Palestinian groups agreed on Thursday to an open-ended halt to attacks on Israel as long as certain conditions are met. The agreement strengthens President Mahmoud Abbas's hand in trying to persuade the Jewish state to free more Palestinians and hand back more West Bank territory, analysts said. A joint statement by the groups said extending the current period of calm was part of their programme for 2005.
It did not set a specific time limit for the truce but an official of the militant group Hamas said it would expire at the end of the year if Israel did not meet militants' demands.
After 48 hours of talks in a desert hotel outside Cairo, Hamas and the second militant group, Islamic Jihad, joined the mainstream Fatah movement in a commitment to extend the de facto truce in place since February.
The final statement from the talks said: "The attendees agreed to a programme for the year 2005 based on commitment to maintain the current climate of calm in exchange for an Israeli commitment to stop all form of aggression against our land and the Palestinian people, wherever they might be, and the release of all prisoners and detainees."
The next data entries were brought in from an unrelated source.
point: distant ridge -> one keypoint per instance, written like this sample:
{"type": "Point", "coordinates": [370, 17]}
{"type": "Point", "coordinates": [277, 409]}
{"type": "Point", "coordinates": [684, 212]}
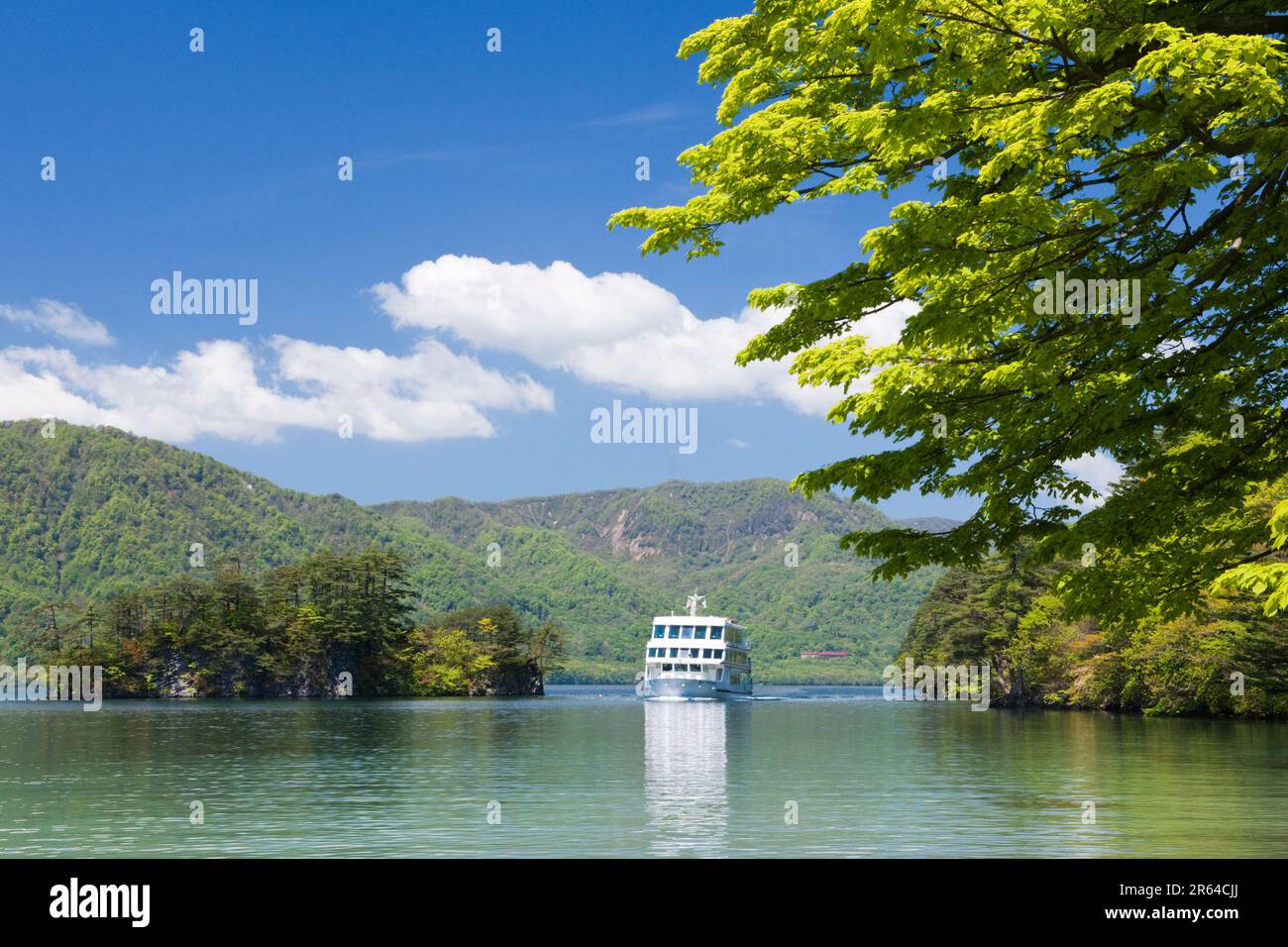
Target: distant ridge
{"type": "Point", "coordinates": [94, 510]}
The Hamas official, Mohammad Nazzal, told reporters: "What was agreed upon today is calm until the end of this year as a maximum period of time in exchange for an Israeli commitment to withdrawal from cities and release prisoners."
But officials of Fatah and Islamic Jihad said they saw the truce as open-ended, provided Israel met the conditions.
"The final formula does not specify a time frame," Anwar Abu Taha of the militant group Islamic Jihad told Reuters.
Abbas needs the truce to hold so he can persuade Israel to withdraw from Palestinian territory, free prisoners and take other steps to make life easier for ordinary Palestinians.
Other Palestinian demands include an end to Israeli settlement activity in occupied territory and to work on the barrier Israel is building through the West Bank.
Abbas says a period of calm should lead to the resumption of Israeli-Palestinian talks on an independent Palestinian state.
But Israel's first response was to repeat its long-standing demand that Abbas dismantle the militant groups.
"Israel sees the discussions in Cairo as problematic in that they only talk about a temporary time-out," Israeli Foreign Ministry spokesman Mark Regev said.
"The road map is unequivocal - Abbas must disarm the terrorist groups and we hope that the process of disarmament will start sooner rather than later."
Foreign Minister Ahmed Aboul Gheit of Egypt, which sponsored the talks, told reporters: "We need a number of months and perhaps until the end of the current year to reach the situation as it was on 28 September, 2000."
He was referring to the start of a Palestinian uprising against Israeli occupation. More than 4,000 people, mostly Palestinians, have been killed since then.
In deference to the views of militants, the final statement said the Palestinian people had the right to resist the Israeli occupation. Abbas himself favours non-violence.
It also offered militants the prospect of integration into a reactivated Palestine Liberation Organisation (PLO), which for the past 40 years has been the monopoly of secular, leftist and nationalist groups.